Sequenced Read Pairs: 79,356,788
Normal Paired: 27,920,899 (35.18%)
Chimeric Paired: 28,615,641 (36.06%)
Chimeric Ambiguous: 20,950,219 (26.40%)
Unmapped: 1,870,029 (2.36%)
Ligation Motif Present: 0 (0.00%)
Alignable (Normal+Chimeric Paired): 56,536,540 (71.24%)
Unique Reads: 53,079,577 (66.89%)
PCR Duplicates: 3,424,642 (4.32%)
Optical Duplicates: 32,321 (0.04%)
Library Complexity Estimate: 447,108,814
Intra-fragment Reads: 0 (0.00% / 0.00%)
Below MAPQ Threshold: 30,344,444 (38.24% / 57.17%)
Hi-C Contacts: 22,735,133 (28.65% / 42.83%)
Ligation Motif Present: 0 (0.00% / 0.00%)

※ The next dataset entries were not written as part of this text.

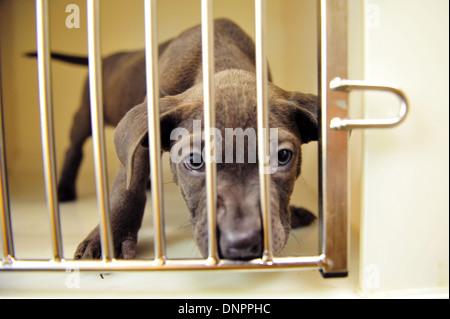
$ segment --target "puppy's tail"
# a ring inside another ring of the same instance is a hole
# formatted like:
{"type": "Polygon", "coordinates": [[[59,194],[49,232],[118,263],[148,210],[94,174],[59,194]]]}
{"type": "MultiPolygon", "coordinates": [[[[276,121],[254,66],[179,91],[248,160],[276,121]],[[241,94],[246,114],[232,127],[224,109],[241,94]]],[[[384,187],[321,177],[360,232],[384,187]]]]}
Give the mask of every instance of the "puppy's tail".
{"type": "MultiPolygon", "coordinates": [[[[37,57],[37,52],[27,52],[25,53],[25,56],[28,58],[35,58],[37,57]]],[[[52,59],[67,62],[70,64],[84,65],[84,66],[87,66],[89,64],[88,57],[86,56],[68,55],[55,52],[52,52],[50,56],[52,57],[52,59]]]]}
{"type": "Polygon", "coordinates": [[[289,206],[291,210],[291,228],[300,228],[311,225],[317,217],[303,207],[289,206]]]}

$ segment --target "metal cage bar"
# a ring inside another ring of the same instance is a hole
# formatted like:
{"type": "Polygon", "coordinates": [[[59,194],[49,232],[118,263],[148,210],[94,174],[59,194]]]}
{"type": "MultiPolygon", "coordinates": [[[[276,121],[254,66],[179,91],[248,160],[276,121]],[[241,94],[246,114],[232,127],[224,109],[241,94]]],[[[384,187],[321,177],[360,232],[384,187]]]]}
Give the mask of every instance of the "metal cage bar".
{"type": "Polygon", "coordinates": [[[0,270],[32,270],[32,271],[66,271],[78,269],[85,271],[161,271],[161,270],[276,270],[276,269],[319,269],[323,265],[323,256],[304,257],[274,257],[267,263],[261,258],[247,262],[221,259],[217,264],[205,263],[204,259],[167,259],[164,264],[153,260],[113,259],[105,263],[95,260],[62,260],[59,263],[49,263],[48,260],[12,260],[1,265],[0,270]]]}
{"type": "Polygon", "coordinates": [[[156,0],[145,0],[145,55],[147,72],[148,139],[152,208],[155,230],[155,261],[164,264],[166,243],[162,189],[161,137],[159,123],[158,42],[156,38],[156,0]]]}
{"type": "Polygon", "coordinates": [[[53,103],[50,72],[50,36],[48,2],[36,0],[36,35],[39,78],[39,107],[41,120],[42,156],[44,163],[45,193],[50,217],[53,260],[63,257],[61,221],[56,193],[56,165],[53,132],[53,103]]]}
{"type": "Polygon", "coordinates": [[[105,136],[103,126],[102,60],[100,52],[100,21],[98,0],[87,1],[89,91],[91,102],[92,142],[95,182],[100,219],[100,241],[103,261],[114,257],[109,220],[108,178],[106,175],[105,136]]]}
{"type": "Polygon", "coordinates": [[[202,68],[203,68],[203,112],[205,139],[206,205],[208,210],[208,264],[218,263],[216,240],[217,168],[212,158],[213,143],[216,142],[214,127],[216,112],[214,101],[214,21],[213,1],[202,0],[202,68]]]}
{"type": "Polygon", "coordinates": [[[267,103],[266,0],[255,1],[256,99],[258,126],[258,167],[264,233],[263,260],[272,262],[272,214],[270,209],[269,107],[267,103]],[[269,158],[268,163],[266,158],[269,158]]]}

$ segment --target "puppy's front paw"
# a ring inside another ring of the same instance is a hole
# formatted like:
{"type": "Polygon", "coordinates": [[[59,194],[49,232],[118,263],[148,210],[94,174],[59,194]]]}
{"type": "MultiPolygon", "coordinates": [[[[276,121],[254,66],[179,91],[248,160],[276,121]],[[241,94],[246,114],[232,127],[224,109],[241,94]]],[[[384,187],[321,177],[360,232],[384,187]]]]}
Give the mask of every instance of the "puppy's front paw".
{"type": "Polygon", "coordinates": [[[96,227],[79,245],[74,259],[100,259],[102,255],[102,246],[98,227],[96,227]]]}
{"type": "MultiPolygon", "coordinates": [[[[114,257],[133,259],[137,256],[137,236],[113,235],[114,257]]],[[[96,227],[79,245],[74,259],[100,259],[102,247],[98,227],[96,227]]]]}

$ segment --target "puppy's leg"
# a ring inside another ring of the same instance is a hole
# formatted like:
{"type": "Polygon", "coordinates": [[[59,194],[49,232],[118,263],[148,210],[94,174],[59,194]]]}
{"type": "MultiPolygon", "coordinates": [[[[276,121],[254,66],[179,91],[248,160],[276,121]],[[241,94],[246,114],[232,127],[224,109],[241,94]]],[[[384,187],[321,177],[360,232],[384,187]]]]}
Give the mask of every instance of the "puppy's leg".
{"type": "Polygon", "coordinates": [[[83,144],[91,136],[91,113],[89,109],[89,88],[86,82],[81,106],[72,123],[70,147],[66,151],[61,177],[58,182],[58,198],[61,202],[76,199],[75,182],[83,159],[83,144]]]}
{"type": "MultiPolygon", "coordinates": [[[[148,181],[148,152],[136,151],[133,183],[126,188],[126,171],[121,166],[110,196],[111,231],[115,258],[132,259],[137,255],[137,235],[141,227],[146,202],[148,181]]],[[[101,257],[99,227],[97,226],[78,246],[75,259],[98,259],[101,257]]]]}

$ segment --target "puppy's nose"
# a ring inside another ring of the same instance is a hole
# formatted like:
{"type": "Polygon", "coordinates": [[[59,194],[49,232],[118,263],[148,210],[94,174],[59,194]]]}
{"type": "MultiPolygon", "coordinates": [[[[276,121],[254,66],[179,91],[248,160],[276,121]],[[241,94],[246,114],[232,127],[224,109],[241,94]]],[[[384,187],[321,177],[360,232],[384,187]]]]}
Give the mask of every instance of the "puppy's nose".
{"type": "Polygon", "coordinates": [[[263,231],[259,197],[242,185],[218,188],[217,246],[224,259],[261,258],[263,231]]]}
{"type": "Polygon", "coordinates": [[[219,254],[224,259],[250,260],[262,255],[262,232],[241,230],[222,233],[219,230],[219,254]]]}

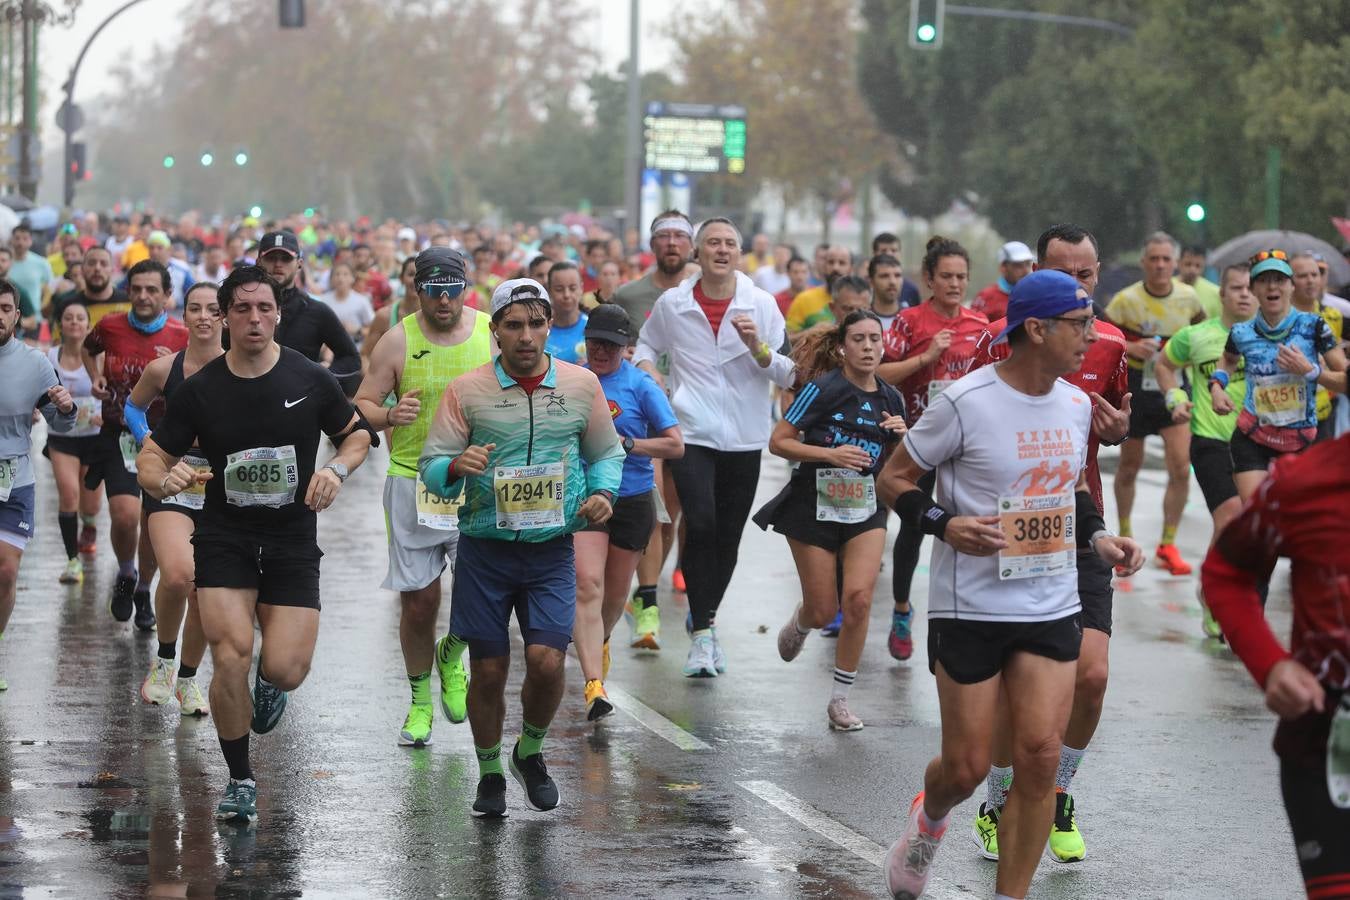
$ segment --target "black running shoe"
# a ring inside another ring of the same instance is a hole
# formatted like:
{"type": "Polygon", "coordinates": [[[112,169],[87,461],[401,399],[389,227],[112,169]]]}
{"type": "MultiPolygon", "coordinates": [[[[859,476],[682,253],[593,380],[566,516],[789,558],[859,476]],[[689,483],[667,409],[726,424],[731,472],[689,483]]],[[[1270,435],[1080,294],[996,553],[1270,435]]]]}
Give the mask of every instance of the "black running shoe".
{"type": "Polygon", "coordinates": [[[478,779],[478,799],[473,814],[479,819],[506,818],[506,778],[496,772],[478,779]]]}
{"type": "Polygon", "coordinates": [[[141,631],[155,630],[155,604],[150,600],[149,591],[137,591],[132,597],[136,607],[135,625],[141,631]]]}
{"type": "Polygon", "coordinates": [[[517,753],[520,747],[511,748],[511,774],[525,789],[525,802],[530,809],[547,812],[558,805],[558,786],[548,777],[548,768],[544,765],[544,754],[536,753],[521,759],[517,753]]]}
{"type": "Polygon", "coordinates": [[[117,583],[113,585],[112,602],[108,604],[114,619],[125,622],[131,618],[131,613],[135,609],[133,599],[135,595],[136,576],[118,575],[117,583]]]}

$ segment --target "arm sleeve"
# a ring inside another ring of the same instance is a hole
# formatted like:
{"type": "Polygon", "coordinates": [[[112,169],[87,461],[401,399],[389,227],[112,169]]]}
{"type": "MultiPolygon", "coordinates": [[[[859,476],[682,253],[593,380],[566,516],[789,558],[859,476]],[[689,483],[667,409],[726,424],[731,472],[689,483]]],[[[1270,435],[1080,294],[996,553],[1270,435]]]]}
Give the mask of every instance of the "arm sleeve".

3' Bias (Long Range): 0% - 0%
Pair Type %(L-I-O-R): 25% - 25% - 25% - 25%
Inter-chromosomal: 13,877,268 (17.49% / 26.14%)
Intra-chromosomal: 8,857,865 (11.16% / 16.69%)
Short Range (<20Kb): 6,812,548 (8.58% / 12.83%)
Long Range (>20Kb): 2,038,770 (2.57% / 3.84%)
...I can think of multiple possible reasons why my output was so lackluster and am looking for advice on what to pursue first or other directions to look in.....
1. I'm running without restriction site positions which may be degrading significance in some sense.
2. I'm running on a draft assembly. Given hiccups/arrowheads method of operation, it may perform better on scaffolded assemblies. Perhaps I should use 3dDNA to generate such an assembly and then attempt to run the juicer pipeline on the resultant assembly?
3. I have about half the typical number of meaningful reads. The aidenlab assembly cookbook recommends 100 million reads. I only have 79 million of which only 53 million are apparently meaningful. Perhaps I simply lack a large enough dataset to have significance?
...It may also be worth noting that I'm running the cpu version of all juicer tools.